The 2019 trip traversed more geologically subtle country of central Texas from the southern end of the Fort Worth Basin and then along the eastern edge Edwards Pleateau. It crossed surface exposures of the Eagle Ford Formation, the limestones of the Edwards Aquifer, and exposures of other production oil and gas bearing formations in the Eagle Ford trend to the southeast of the rail line. This route variously followed trackage laid originally in the late nineteenth century that has been in use ever since. Texas railroad routes were never chronicled by the U.S. Geological Survey bulletin series.

A potential May 2020 trip from New Orleans to Houston, the location of the AAPG 2020 ACE, an eight hour ride, has not yet been planned.
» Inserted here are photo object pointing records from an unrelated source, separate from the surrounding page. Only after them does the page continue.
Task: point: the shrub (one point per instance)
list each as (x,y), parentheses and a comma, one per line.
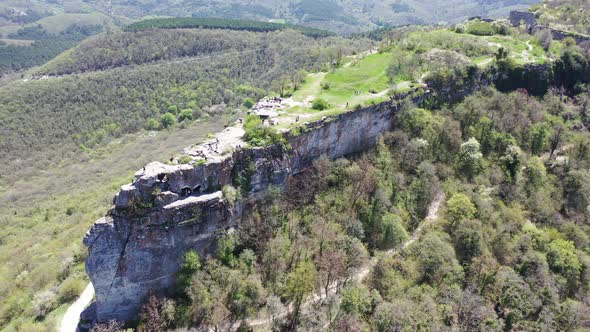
(69,290)
(480,28)
(153,124)
(320,104)
(185,159)
(231,194)
(248,103)
(185,115)
(168,120)
(257,134)
(173,109)
(43,303)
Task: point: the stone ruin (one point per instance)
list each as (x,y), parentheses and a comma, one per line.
(170,209)
(517,17)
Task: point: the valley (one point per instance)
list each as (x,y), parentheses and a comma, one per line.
(313,180)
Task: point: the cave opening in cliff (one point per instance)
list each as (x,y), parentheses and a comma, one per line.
(186,191)
(163,177)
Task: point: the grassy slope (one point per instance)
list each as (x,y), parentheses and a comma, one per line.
(60,22)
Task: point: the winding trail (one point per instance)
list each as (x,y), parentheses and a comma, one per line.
(69,323)
(363,272)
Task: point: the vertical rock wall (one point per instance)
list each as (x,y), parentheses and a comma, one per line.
(139,246)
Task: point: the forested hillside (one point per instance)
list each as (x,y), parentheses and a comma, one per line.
(349,245)
(508,250)
(570,15)
(339,16)
(60,135)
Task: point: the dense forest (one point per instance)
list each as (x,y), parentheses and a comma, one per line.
(354,244)
(44,47)
(216,23)
(34,112)
(339,16)
(509,249)
(570,15)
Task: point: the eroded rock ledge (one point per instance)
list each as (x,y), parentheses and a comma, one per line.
(167,210)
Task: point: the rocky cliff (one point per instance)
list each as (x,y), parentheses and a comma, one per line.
(167,210)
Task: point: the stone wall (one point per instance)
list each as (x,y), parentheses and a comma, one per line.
(516,17)
(561,35)
(138,246)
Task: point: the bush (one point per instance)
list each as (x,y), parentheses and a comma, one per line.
(320,104)
(43,303)
(185,159)
(70,290)
(480,28)
(153,124)
(257,134)
(231,194)
(248,103)
(167,120)
(185,115)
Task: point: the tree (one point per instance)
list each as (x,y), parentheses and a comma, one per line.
(470,161)
(539,136)
(545,38)
(151,316)
(394,233)
(191,264)
(468,240)
(226,248)
(356,300)
(436,260)
(535,175)
(562,259)
(511,162)
(153,124)
(248,103)
(459,207)
(167,120)
(186,114)
(300,282)
(320,104)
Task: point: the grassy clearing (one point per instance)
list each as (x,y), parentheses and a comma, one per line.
(338,86)
(16,42)
(365,76)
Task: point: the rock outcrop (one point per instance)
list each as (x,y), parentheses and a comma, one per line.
(138,247)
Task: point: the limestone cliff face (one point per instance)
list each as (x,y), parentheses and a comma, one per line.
(167,210)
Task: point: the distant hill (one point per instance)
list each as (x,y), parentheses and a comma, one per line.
(568,15)
(335,15)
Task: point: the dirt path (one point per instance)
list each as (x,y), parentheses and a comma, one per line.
(69,322)
(433,213)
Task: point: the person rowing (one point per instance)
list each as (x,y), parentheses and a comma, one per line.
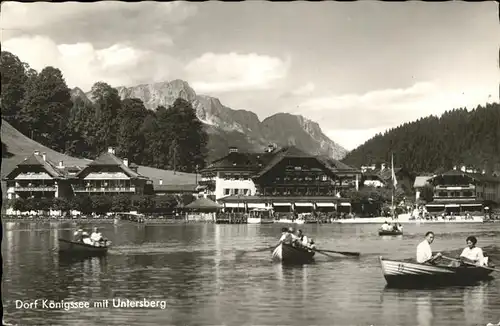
(472,254)
(78,235)
(386,226)
(97,238)
(424,251)
(303,238)
(287,236)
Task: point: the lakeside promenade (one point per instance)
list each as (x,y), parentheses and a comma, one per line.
(403,219)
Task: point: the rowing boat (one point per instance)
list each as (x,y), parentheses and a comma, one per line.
(391,232)
(404,274)
(80,248)
(289,254)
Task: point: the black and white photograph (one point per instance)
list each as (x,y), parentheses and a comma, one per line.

A Geotrain trip from Denver to Grand Junction, Colorado, also an 8 hour ride, is under consideration as a field trip for the September 2020 Rocky Mountain Section AAPG meeting.

The intersection of geoscience and railroads is a diverse mix of the history of science, energy, transportation technology, and communication. In the western United States in particular, one can still see the landscape passing from train windows just as early geoscience and resource pioneers did starting 150 years ago.